Conseguimos localizar e contatar a usuária de MyHeritage Joyce Ball, da Flórida, que é descendente direta de Margorie, 10 gerações depois. Joyce é enfermeira e, ironicamente, trabalha na mesma profissão que mudou drasticamente desde que sua ancestral foi enterrada viva, e teria evitado tal situação.

Joyce Ball

Joyce Ball

Conversamos com Joyce sobre sua conexão com Margorie:

Joyce descobriu a história de Margorie enquanto pesquisava sua linha materna, que vem da Irlanda do Norte.

“Eu encontrei a linhagem McCall provavelmente cerca de dois anos atrás, quando fiz minha genealogia, e acho que vi algo sobre o incidente de Margorie, mas sabia vagamente sobre os detalhes. Porque eu já conhecia esse fenômeno, como é algo que aprendemos na escola de enfermagem, não foi um choque para mim, que pudesse ter acontecido. Não havia histórias de família ou qualquer coisa sobre a linhagem McCall. ”

Joyce tem uma compreensão inata de como uma história como esta poderia ter ocorrido: “Naquela época, eles não tinham esse luxo. E se você não podia ouvir o batimento cardíaco ou senti-lo, então você pensava que a pessoa que você conhecinha estava morta quando ela poderia estar muito, muito doente, traumatizada. E assim aconteceram coisas desse tipo. ”

Como enfermeira e alguém que luta pela vida dos pacientes, para Joyce, a história é familiar.

“Anos atrás eu tive um paciente que o coração parou e nós fizemos de tudo … Continuamos nos movendo, continuamos trabalhando, continuamos tentando trazê-los de volta. Você nunca vai querer desistir tão cedo. Então é assim que se relaciona com a minha vida pessoal. ”

Joyce não sabia do envolvimento dos ladrões de túmulos na história e ficou chocada ao saber que alguém cometendo um crime acidentalmente salvou a vida de Margorie. Joyce achou isso inspirador e reforçou sua crença de que cada pessoa, não importa o quão ruim, tem alguma contribuição para os outros e tem valor.

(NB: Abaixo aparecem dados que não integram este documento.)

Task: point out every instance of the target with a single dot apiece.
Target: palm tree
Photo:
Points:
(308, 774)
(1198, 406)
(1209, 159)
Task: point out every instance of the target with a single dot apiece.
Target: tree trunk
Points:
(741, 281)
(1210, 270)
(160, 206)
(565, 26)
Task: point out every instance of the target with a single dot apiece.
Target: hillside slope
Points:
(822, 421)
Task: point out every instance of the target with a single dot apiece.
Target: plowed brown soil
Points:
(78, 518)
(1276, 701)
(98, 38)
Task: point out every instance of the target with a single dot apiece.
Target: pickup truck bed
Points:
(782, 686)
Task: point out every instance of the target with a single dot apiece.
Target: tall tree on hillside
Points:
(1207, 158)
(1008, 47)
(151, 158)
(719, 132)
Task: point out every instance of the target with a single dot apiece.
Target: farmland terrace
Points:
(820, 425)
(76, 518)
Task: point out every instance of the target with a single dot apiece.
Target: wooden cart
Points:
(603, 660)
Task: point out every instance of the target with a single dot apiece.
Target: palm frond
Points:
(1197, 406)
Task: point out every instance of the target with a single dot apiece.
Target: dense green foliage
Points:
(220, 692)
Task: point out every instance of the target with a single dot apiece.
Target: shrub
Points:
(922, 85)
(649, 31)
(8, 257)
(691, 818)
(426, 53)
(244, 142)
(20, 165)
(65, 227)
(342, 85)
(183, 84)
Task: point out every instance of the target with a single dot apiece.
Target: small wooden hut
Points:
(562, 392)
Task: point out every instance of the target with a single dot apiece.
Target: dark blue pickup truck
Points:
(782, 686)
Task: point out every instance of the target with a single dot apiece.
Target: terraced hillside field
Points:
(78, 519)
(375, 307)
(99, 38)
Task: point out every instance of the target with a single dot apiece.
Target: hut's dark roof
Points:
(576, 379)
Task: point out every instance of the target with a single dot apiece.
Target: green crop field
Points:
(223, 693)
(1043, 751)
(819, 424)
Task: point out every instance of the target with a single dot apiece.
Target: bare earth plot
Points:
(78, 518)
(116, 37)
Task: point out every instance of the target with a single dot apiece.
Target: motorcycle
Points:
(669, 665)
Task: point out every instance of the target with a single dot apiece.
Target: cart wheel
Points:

“Eles estavam fazendo algo ilegal, eu diria até é imoral, mas eles salvaram alguém acidentalmente porque se eles não estivessem lá tentando roubar a sepultura, ela poderia ter morrido no caixão … A contribuição de todos importa, mesmo que seja algo pequeno, a contribuição de todos importa para a sociedade como um todo, pois uma pequena ação pode mudar algo que pode acontecer, e então é o efeito borboleta. E você tem uma responsabilidade, sabe, para com seus semelhantes de fazer o melhor que pode. Então, o que deveria acontecer acontece ”.

Embora as histórias dos enterrados vivos pareçam incompreensíveis e além de nossa imaginação, a pesquisa histórica prova que o fenômeno ocorreu. Para os descendentes de Margorie McCall e de outros que sobreviveram para contar a história, eles devem ser gratos porque, em seu caso, seus ancestrais conseguiram sair a tempo, um luxo que a maioria não teve.